Please note: this repository is no longer being maintained.
A tool to generate attention mediated SMILES augmentations.
Consists of a Levenshtein augmenter class and SLURM/Bash/Python scripts for efficient embarassingly parallel execution. They partition a pandas dataset into thousands of small files, using slurm array job on the files, and then collect the results into separate augmented datasets for each epoch.
A conda enviroment with the dependencies need to be created and the levenshtein augment modules installed.
conda env create -f conda_env.yml
conda activate levensthein_augment_env
pip install -e .
The original code used for the preprint is available under the tag "Preprint". The main difference is that the preprint find the pairs from reactant1 to product and from product to reactant2, where the newcode picks randomly augmented SMILES for all reactants, and then finds the product that best match all of the picked reactants.
pip install ipykernel
python -m ipykernel install --user --name levenshtein_augment_env --display-name "levenshtein_augment_env"

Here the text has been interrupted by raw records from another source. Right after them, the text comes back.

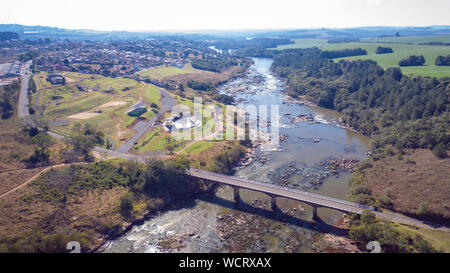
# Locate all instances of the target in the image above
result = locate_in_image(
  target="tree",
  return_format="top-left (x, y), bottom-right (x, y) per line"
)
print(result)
top-left (120, 194), bottom-right (133, 219)
top-left (433, 143), bottom-right (447, 158)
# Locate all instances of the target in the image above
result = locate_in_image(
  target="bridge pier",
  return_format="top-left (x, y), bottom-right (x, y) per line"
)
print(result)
top-left (312, 205), bottom-right (319, 221)
top-left (270, 195), bottom-right (278, 211)
top-left (233, 187), bottom-right (241, 202)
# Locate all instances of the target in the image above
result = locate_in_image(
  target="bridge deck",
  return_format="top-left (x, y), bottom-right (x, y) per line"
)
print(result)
top-left (188, 169), bottom-right (432, 228)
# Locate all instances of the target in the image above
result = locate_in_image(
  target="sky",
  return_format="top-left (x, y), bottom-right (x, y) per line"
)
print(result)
top-left (0, 0), bottom-right (450, 31)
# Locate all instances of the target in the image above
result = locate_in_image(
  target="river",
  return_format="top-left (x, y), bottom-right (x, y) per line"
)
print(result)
top-left (103, 58), bottom-right (369, 253)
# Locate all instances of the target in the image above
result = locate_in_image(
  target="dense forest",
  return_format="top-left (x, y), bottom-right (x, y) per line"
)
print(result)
top-left (272, 48), bottom-right (450, 156)
top-left (320, 48), bottom-right (367, 59)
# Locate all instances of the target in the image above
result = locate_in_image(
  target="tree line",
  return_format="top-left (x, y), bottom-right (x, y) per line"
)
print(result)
top-left (272, 48), bottom-right (450, 155)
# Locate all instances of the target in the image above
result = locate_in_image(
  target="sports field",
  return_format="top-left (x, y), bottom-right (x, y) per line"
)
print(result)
top-left (33, 73), bottom-right (161, 148)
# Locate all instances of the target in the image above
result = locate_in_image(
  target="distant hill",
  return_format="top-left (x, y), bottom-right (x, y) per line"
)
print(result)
top-left (0, 24), bottom-right (450, 41)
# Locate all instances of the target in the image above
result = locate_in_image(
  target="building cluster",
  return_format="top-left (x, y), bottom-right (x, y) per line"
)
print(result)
top-left (1, 39), bottom-right (215, 77)
top-left (0, 61), bottom-right (22, 78)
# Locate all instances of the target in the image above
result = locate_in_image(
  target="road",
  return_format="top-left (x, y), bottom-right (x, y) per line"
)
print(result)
top-left (116, 87), bottom-right (176, 153)
top-left (17, 61), bottom-right (32, 118)
top-left (189, 169), bottom-right (448, 228)
top-left (21, 74), bottom-right (449, 230)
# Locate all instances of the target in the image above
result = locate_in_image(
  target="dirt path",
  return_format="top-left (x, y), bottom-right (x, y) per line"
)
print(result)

Copy the provided scripts/config_template.INI
to config.INI
and customize the settings, the datafile path and directory paths.
config.INI
contains the settings. dataset, input and output column and directories that needs to be customized. Here the paths for the datafile, the scratch directories, and the final directory to collect the results.
The config file also contain paths for the miniconda enviroment for activation and the run conda environment.
The code expects rdkit sanitizable SMILES in two seperate columns. The augment scripts uses pandas dataframes, and the names of the input and output collumns must be defined in the config.INI
file.
All the .
seperated smiles in the input column are augmented and selected randomly from the pool, whereafter the best sequence matching smiles string from the augmentations in the output column are selected.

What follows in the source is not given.